Investigation of Codon Usage Signatures in Human Pathogenic Astrovirus Reveals Host Adaptation Dynamics

Abstract

Human astrovirus (HAstV) is a significant cause of viral gastroenteritis worldwide, especially affecting vulnerable populations such as children, the elderly, and individuals with weakened immune systems. Despite its global prevalence, the molecular strategies enabling HAstV to persist and thrive in human hosts remain poorly understood. This study takes a closer look at the codon usage patterns of HAstV to unravel its mechanisms of host adaptation and immune evasion.The analysis shows that HAstV exhibits a notable bias toward adenine (A) and uracil (U) nucleotides, with reduced usage of guanine (G) and cytosine (C), a pattern typical of many RNA viruses. Importantly, the HAstV's preferred codons closely align with the most abundant human transfer RNAs (tRNAs), indicating that translational selection strongly influences its codon choices. Supporting this, HAstV showed higher Codon Adaptation Index (CAI) and tRNA Adaptation Index (TAI) values, along with lower Relative Codon Deoptimization Index (RCDI), when compared to rotaviruses (used here as a control group). These indices collectively suggest that HAstV is more finely tuned for efficient translation within the human host than rotaviruses.
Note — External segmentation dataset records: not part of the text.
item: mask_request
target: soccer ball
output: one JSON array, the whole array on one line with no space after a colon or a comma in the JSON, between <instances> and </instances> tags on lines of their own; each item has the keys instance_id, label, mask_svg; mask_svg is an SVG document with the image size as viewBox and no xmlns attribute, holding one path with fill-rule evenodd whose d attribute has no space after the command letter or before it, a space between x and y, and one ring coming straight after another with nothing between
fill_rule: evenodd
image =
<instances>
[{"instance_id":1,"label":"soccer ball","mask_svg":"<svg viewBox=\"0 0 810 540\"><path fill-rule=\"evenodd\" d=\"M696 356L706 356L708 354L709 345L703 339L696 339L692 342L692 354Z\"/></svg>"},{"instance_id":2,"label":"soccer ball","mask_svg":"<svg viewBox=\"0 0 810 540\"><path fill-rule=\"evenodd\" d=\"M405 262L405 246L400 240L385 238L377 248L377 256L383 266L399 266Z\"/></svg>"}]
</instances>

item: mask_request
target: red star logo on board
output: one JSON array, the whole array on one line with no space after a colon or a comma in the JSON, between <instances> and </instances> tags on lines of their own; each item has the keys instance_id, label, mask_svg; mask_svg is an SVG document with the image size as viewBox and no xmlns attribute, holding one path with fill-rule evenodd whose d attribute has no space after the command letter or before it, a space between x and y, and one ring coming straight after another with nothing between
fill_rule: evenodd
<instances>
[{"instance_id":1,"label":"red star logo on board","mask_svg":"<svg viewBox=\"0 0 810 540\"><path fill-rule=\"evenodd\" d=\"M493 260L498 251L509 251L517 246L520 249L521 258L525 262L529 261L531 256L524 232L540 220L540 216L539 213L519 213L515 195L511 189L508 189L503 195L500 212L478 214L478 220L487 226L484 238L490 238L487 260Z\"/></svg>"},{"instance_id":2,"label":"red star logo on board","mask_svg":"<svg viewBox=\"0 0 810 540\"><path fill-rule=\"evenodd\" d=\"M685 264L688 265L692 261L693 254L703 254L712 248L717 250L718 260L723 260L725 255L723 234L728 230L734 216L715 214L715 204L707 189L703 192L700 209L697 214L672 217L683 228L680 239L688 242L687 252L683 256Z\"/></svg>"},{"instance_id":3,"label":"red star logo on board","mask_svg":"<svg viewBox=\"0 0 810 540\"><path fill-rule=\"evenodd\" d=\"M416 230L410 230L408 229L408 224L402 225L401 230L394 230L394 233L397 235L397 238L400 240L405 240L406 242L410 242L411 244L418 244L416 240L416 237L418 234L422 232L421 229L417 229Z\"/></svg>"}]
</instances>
Moreover, a consistent underrepresentation of CpG dinucleotides in HAstV genomes, a likely strategy to evade host immune detection mechanisms such as the ZAP protein or Toll-like receptors. These findings offer valuable insight into how HAstV balances replication efficiency with immune invisibility. Taken together, this research not only deepens our understanding of the evolutionary forces shaping astrovirus genomes but also highlights codon usage analysis as a promising avenue for rational vaccine design. Codon deoptimization—intentionally using rare or less efficient codons—could serve as a strategy to attenuate the virus while maintaining immunogenicity, paving the way for safe and effective vaccine development. By decoding how HAstV adapts to its host, we move closer to targeted antiviral solutions that could prevent future outbreaks and protect at-risk populations.